What Obama's visit to Senegal displays most tellingly is that Language barriers need not hold back a new wave of foreign direct investment: Senegal played a key role in supporting French troupes in Mali during the conflict earlier this year against AQIM and is being seen as a driver of stability in the region.
Whilst China, Malaysia, Brazil and India have been undertaking massive investments in African states and sponsoring governments to further their business interests (the China International Fund is sponsoring the building of a major new airport in Luanda, Angola as well as new infrastructure projects across the continent and even the African Union building in Addis Ababa), the West have fallen by the wayside in adopting a strategy to see long-term growth in Africa. It seems that despite Bob Geldof rescuing an entire continent from malnutrition, donating goats to rural families is no longer a viable option for these oil, diamond and uranium-rich nations.

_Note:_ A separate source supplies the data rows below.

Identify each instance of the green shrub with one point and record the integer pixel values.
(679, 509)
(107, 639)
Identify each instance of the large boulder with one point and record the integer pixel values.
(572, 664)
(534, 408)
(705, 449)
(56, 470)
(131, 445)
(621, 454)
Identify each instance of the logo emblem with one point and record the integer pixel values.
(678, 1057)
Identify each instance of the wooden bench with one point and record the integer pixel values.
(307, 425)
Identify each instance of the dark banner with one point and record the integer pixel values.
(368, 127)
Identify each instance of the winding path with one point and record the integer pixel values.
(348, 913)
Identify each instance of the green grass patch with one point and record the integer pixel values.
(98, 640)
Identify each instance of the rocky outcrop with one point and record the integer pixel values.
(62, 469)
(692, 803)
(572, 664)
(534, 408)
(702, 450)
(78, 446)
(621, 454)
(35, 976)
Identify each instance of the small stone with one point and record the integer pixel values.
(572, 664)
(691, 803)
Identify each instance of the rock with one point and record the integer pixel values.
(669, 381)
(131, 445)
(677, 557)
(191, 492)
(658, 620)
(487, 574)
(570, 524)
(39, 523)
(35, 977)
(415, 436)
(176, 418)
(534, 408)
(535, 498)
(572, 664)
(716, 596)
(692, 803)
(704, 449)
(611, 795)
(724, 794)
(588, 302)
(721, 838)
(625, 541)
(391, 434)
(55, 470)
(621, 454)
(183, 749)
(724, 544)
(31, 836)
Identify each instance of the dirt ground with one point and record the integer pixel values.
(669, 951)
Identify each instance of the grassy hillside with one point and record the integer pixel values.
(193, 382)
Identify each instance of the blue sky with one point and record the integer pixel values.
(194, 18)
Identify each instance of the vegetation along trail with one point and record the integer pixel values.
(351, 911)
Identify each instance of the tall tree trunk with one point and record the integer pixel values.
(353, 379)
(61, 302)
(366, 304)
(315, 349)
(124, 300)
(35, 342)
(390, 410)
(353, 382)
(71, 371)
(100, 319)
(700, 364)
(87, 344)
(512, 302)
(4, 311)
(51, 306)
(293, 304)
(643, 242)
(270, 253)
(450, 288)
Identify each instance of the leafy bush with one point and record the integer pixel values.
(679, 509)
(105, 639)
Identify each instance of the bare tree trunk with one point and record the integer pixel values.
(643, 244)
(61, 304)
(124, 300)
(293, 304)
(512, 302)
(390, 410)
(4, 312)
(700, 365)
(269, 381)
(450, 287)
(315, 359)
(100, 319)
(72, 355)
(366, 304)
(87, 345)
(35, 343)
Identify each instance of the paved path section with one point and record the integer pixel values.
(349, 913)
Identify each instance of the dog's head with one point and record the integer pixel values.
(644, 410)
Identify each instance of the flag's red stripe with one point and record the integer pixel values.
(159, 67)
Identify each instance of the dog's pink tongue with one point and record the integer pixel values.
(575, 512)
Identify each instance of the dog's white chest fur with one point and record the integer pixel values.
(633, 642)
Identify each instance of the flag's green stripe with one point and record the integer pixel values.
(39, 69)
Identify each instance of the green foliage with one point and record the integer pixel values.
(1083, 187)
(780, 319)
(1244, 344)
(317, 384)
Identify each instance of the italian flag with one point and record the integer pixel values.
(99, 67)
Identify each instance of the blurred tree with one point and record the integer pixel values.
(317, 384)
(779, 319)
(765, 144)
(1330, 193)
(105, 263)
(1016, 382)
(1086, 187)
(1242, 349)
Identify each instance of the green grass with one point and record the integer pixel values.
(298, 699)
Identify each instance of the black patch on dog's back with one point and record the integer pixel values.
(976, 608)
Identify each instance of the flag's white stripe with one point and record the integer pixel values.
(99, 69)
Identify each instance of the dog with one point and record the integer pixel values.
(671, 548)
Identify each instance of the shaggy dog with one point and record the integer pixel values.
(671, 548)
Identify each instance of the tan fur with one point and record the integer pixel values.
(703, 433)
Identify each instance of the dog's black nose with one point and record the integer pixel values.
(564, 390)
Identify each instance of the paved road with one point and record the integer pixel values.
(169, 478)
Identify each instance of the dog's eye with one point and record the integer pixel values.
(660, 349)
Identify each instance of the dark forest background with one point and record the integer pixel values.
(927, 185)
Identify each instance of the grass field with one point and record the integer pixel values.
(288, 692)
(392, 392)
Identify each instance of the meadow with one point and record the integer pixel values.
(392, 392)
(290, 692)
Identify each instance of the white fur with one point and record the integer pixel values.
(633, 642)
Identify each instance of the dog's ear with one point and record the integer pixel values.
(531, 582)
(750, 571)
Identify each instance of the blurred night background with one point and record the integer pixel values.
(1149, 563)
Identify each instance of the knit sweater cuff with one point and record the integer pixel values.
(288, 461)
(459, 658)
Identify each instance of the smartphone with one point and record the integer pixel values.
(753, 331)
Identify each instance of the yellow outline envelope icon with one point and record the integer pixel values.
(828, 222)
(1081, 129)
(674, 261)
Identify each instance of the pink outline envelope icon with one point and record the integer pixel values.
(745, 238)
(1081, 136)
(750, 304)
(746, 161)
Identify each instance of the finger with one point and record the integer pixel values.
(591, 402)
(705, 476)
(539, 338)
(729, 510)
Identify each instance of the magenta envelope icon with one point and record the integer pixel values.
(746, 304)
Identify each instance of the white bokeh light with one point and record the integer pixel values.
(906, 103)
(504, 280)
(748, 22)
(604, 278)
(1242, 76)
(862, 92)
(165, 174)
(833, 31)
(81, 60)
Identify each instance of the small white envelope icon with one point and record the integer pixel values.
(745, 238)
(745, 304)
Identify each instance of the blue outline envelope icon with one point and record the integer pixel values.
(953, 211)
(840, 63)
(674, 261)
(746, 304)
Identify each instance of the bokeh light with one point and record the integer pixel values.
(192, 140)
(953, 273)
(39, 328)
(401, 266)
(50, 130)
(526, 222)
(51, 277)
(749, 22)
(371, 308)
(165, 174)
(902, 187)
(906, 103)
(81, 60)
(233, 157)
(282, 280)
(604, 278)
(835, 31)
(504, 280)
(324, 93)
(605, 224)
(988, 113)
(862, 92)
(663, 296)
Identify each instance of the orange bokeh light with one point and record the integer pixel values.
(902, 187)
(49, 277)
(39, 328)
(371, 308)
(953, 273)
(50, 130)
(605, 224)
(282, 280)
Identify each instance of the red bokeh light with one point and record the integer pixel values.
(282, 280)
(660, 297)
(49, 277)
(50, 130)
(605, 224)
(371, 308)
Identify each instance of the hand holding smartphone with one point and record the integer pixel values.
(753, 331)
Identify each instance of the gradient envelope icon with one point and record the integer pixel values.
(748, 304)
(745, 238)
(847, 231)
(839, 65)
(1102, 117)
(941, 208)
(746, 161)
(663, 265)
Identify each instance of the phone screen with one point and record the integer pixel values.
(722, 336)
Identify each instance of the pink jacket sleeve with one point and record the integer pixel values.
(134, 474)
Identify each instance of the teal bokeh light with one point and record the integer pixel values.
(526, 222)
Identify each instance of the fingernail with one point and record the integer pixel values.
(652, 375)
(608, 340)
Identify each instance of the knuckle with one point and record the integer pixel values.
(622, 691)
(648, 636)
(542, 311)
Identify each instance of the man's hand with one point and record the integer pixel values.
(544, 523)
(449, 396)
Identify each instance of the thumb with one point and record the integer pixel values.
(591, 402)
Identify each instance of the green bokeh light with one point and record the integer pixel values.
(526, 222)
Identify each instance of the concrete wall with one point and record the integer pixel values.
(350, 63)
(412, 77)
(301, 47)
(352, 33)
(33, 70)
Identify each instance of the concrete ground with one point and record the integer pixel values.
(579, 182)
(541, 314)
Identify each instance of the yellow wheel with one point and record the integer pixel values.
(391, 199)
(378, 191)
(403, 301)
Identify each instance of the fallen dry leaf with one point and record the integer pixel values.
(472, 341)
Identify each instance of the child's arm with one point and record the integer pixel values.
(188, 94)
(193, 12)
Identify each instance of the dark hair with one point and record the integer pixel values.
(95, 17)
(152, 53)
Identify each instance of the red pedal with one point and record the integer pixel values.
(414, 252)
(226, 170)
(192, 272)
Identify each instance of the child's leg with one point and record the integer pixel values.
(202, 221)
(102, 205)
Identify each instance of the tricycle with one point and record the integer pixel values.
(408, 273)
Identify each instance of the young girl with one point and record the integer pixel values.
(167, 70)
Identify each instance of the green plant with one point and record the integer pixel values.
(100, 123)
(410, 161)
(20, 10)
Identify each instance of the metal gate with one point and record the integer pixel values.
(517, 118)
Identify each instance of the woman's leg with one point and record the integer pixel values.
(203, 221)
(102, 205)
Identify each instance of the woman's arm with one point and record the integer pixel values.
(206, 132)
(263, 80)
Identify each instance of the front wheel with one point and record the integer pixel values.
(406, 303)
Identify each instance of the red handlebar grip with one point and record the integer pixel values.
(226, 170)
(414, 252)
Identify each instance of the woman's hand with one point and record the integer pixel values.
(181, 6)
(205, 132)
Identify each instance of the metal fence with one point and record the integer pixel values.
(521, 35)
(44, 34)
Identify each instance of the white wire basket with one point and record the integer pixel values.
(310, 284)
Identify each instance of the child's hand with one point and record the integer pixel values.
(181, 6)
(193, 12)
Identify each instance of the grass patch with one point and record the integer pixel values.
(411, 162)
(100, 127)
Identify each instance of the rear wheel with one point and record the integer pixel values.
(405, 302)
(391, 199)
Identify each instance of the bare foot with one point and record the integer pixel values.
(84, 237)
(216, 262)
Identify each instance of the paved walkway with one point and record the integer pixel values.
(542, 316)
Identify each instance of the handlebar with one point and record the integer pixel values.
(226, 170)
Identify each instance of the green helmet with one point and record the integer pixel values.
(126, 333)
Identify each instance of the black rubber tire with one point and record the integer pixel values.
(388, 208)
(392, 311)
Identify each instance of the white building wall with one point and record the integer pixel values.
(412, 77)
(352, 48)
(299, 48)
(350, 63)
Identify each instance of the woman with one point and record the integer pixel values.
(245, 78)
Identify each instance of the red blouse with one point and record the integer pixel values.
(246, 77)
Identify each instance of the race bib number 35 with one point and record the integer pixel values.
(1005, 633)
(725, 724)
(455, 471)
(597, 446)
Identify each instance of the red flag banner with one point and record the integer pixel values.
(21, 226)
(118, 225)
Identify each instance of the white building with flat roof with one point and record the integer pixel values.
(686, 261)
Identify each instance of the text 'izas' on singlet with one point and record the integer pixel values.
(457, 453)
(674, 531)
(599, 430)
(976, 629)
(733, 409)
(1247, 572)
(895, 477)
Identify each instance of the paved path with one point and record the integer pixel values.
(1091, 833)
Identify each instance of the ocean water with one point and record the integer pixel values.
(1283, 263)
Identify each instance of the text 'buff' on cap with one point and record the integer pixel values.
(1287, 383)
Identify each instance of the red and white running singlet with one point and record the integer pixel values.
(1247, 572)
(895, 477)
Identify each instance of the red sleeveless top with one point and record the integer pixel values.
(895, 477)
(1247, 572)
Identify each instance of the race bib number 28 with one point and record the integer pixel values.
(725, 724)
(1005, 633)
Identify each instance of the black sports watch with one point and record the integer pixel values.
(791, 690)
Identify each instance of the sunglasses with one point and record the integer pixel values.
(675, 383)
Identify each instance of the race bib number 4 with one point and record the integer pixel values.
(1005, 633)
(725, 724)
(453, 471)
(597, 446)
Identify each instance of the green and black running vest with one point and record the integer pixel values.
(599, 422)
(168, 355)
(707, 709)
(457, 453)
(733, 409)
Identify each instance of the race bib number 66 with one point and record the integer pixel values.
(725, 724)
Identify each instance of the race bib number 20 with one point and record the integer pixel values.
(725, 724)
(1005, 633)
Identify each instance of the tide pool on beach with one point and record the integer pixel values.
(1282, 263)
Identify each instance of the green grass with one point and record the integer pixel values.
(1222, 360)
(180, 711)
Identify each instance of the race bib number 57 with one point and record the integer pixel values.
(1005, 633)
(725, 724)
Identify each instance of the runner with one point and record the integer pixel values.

Yet there are fears that Chinese involvement could lead to exploitation in the region: already corrupt politicians are swayed easily by the promise of a new palace (or in the case of Equitorial Guinea's dictator, President Obiang, a new capital city) and are willing to give countries who invest, large stakes in their natural resources. What Obama has started to demonstrate is that, despite the lack of promises of sparkling new buildings, FDI coming from Western nations need not necessarily mean a raw deal.
In return for investment, the West have the capacity to offer real security (Niger has already allowed the US to establish a drone base in its capital, Niamey) and long-term, controlled growth with minimal exploitation. Countries who are still managing their own development and struggling with the socio-economic changes, it can be argued, will care less about the stability of the countries that they are investing in.